Time passes slowly when you are young and waiting to grow up.  For those in the AARP group, time can’t pass slowly enough.  That’s why I believe parents should relax and enjoy their children’s milestones as they are reached, rather than making them rush to reach those milestones or spend time worrying about them. Sometimes, though, when new parents meet up with other new parents, “shortcomings” in their children’s accomplishments are noted silently as the afflicted parent tries to remedy the “problem” quickly.

There are many books on the market and pediatricians in practice that can advise young parents when a problem perceived is actually a problem to be remedied – and I’m sure many parents are well aware of normal milestone parameters.  Even so, when parents and their little ones get together, competition, rather than genuine concern, can be a factor in straining to accomplish what is unnecessary to rush.

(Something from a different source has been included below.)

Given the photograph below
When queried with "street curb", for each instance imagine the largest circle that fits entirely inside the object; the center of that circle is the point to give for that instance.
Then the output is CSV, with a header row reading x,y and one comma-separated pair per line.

Sometimes it is counter-productive to push things along.  For example, it is well-documented that babies will walk when they are good and ready, and any efforts to force the issue may actually delay that accomplishment.

But sometimes a child will want to rush things – especially a 15 month old who wants to imitate those adults he has been studying for several months.  My grandson, Ryan, likes to eat what his parents eat and do it all by himself.  The result of this particular meal (see below) culminated in an extended facial over the kitchen sink – counter-productive for child and parents alike.